Saturday, November 10, 2007

Statistical Analysis of Keywords in Movie Titles

I felt experimental this evening and was wanting to dive into some modules enabling me to graph data in Python. This started out as a "hey, that's cool, graphs...those can be useful". Several hours later, it turned into "wow, there's some potential application here and this is a very cool view over such a large set of data...".

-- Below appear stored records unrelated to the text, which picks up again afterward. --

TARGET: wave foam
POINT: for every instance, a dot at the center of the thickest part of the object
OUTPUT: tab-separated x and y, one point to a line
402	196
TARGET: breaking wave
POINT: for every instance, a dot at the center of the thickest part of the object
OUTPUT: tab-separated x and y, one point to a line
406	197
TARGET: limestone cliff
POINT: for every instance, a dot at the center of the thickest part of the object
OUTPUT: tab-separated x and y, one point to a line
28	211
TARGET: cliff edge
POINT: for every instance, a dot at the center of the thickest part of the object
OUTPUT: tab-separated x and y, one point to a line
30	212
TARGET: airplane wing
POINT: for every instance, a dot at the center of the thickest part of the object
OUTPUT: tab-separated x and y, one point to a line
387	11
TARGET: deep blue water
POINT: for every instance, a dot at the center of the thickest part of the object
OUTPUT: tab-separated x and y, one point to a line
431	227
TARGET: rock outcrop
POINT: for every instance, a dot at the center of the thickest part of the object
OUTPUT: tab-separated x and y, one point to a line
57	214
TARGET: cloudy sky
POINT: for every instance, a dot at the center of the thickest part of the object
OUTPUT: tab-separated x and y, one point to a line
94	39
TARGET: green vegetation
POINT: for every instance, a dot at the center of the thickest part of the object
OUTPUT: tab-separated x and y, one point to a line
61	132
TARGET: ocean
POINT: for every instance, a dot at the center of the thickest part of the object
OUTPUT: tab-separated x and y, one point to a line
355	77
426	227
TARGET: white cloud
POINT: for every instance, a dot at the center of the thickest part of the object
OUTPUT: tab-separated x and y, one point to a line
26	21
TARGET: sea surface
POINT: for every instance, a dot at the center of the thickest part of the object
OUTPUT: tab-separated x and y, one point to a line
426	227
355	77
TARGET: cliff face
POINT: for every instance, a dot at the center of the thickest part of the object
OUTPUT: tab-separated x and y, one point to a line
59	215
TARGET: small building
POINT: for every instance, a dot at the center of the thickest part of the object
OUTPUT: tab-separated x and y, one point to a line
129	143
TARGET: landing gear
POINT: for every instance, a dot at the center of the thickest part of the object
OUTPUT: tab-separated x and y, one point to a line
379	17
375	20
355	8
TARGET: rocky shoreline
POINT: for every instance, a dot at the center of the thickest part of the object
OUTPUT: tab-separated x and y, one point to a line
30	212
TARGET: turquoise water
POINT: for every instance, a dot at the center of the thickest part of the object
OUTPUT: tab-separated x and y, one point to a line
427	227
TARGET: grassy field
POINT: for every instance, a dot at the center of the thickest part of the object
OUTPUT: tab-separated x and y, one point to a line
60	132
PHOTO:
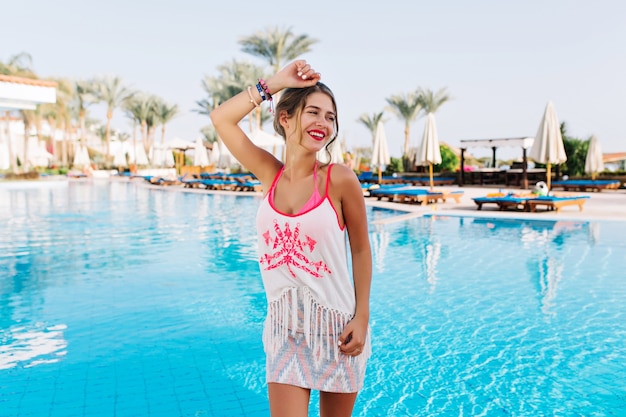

You'll notice in this resulting graph that I have tried to choose "common thematic" words, enabling us to have deep insight into the history of action movie naming conventions. I would like to cross-reference these results with the year the movies were created. It would be even more interesting to overlap those create dates with a historical time line of major events to see how heavily movie naming conventions are influenced by current events.

On a more technical note, I generated this graph using the pychart module, amongst more common ones. Graph and associated code to follow :)

#! /usr/bin/env python
 
#Copyright (C) 2007  Christopher M. Ball (chris.m.ball@gmail.com)
#Originally Posted At: <http://strainthebrain.blogspot.com>
#
#This program is free software: you can redistribute it and/or modify
#it under the terms of the GNU General Public License as published
#by the Free Software Foundation, either version 3 of the License, or
#(at your option) any later version.
#
#This program is distributed in the hope that it will be useful,
#but WITHOUT ANY WARRANTY; without even the implied warranty of
#MERCHANTABILITY or FITNESS FOR A PARTICULAR PURPOSE.  See
#the GNU General Public License for more details.
#
#You should have received a copy of the GNU General Public License
#along with this program.  If not, see <http://www.gnu.org/licenses/>.

from pychart import *
import commands, pdb, operator

theme.use_color = True
theme.reinitialize()
theme.get_options()

#This function obtains grep counts for each of our keywords against our data file, returning them in coordinate pairs
def keyworddata():
   keywords = ['love','sex','war','money','god','murder','kill','mission','journey','freedom']
   keywords += ['happy','blood','steal','travel','fun','sad','power','peace','drug','friend']
   keywords += ['marriage','country','patriot','tax','prison']
   results = []
   
   #For each keyword, perform a grep count, then form our keyword/value tuple
   for currentWord in keywords:
       ycount = commands.getstatusoutput("grep -i -c " + currentWord + " movielist.txt")
       results.append((currentWord, int(ycount[1])))
   
   return results                        

#Setting up the tick and axis
tick = tick_mark.Circle(size=10, fill_style=fill_style.red)
xaxis = axis.X(label="Movie Title Keyword")
yaxis = axis.Y(label="Quantity of Action Movies (23,530 total)")

#Before assigning my results from the function, I sort the resulting list of tuples by the 2nd item of each pair, descending.
plotpoints = sorted(keyworddata(), key=operator.itemgetter(1), reverse=1)

#Setting up and binding our data with graph settings
ar = area.T(x_coord = category_coord.T(plotpoints, 0), x_axis=xaxis, y_axis=yaxis, x_grid_interval=20, y_grid_interval=25, size=(1000,600), legend=None, y_range = (0, 450))
ar.add_plot(line_plot.T(data = plotpoints, tick_mark=tick))
ar.draw()

1 comments:

brighteyes said...

where's the written analysis? i thought you're going to give more info on action movie-naming conventions??